The Issue: When it comes to managing workforce health and productivity, employers typically focus on costly, high-prevalence conditions such as low back pain, depression and obesity. However, less common diseases can still take their toll through wage replacement and lost productivity costs when cases end up in the disability system.
Evidence: To demonstrate this point, we focus on short- and long-term disability (STD & LTD, respectively) claim expenses and lost productivity costs for eleven low-prevalence conditions using data from IBI’s 2013 benchmarking database. We find that:
- Average STD wage replacement costs across all claims are about $4,800. Costs for cancer, viral hepatitis, congestive heart failure and rheumatoid arthritis STD claims are estimated to be at least 20% higher.
- About 9% of all STD claims reach their plan’s maximum benefit duration. This could be a precursor to entering the LTD system. Rheumatoid arthritis, congestive heart failure, cancer and viral hepatitis STD claims are more than twice as likely to reach their plan’s maximum benefit duration.
- A majority of LTD claims close within one to three years after they start. COPD, rheumatoid arthritis and diabetes are among the LTD diagnoses least likely to close within one year.
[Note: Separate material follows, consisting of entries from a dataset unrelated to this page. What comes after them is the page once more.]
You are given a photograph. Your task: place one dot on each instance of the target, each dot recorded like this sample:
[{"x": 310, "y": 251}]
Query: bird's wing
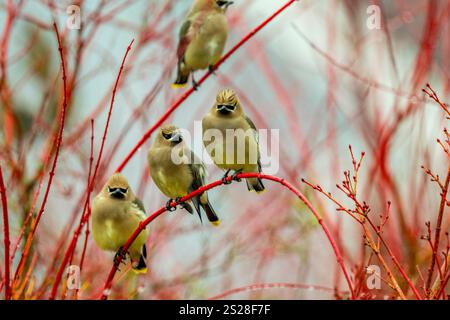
[
  {"x": 137, "y": 204},
  {"x": 256, "y": 134}
]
Rheumatoid arthritis and diabetes are among the most likely to remain open longer than 10 years – driving a long “tail” of losses for employers and wage losses for employees.
- Average LTD wage replacement costs across all claims are about $36,200. Costs for rheumatoid arthritis, diabetes and coronary artery disease LTD claims are estimated to be at least 43% higher.
- Considering average STD wage replacement costs, the likelihood of converting to LTD, average LTD wage replacement costs and lost productivity for STD time away from work, the average costs for any claim entering the disability system is about $12,200. Estimated costs for rheumatoid arthritis claims are about 2.3 times the average; estimated claim costs for viral hepatitis and congestive heart failure are at least 63% higher than the average.
Implications for Employers: Low prevalence chronic health conditions tend to fly under employers’ radar. The results of this study indicate that some of the least common chronic conditions are among the most expensive once they enter the disability system. These cost estimates are conservative because they don’t include sick day wages and lost productivity incurred during the STD waiting period. Employers could benefit from helping employees recognize their risk for these conditions and by considering disease management strategies to lower the risk of disability leaves and expedite recovery and return to work when disability claims occur. One practical first step employers can take is to assess the prevalence of different chronic conditions in their workforce, as well as the health risks that contribute to preventable disease.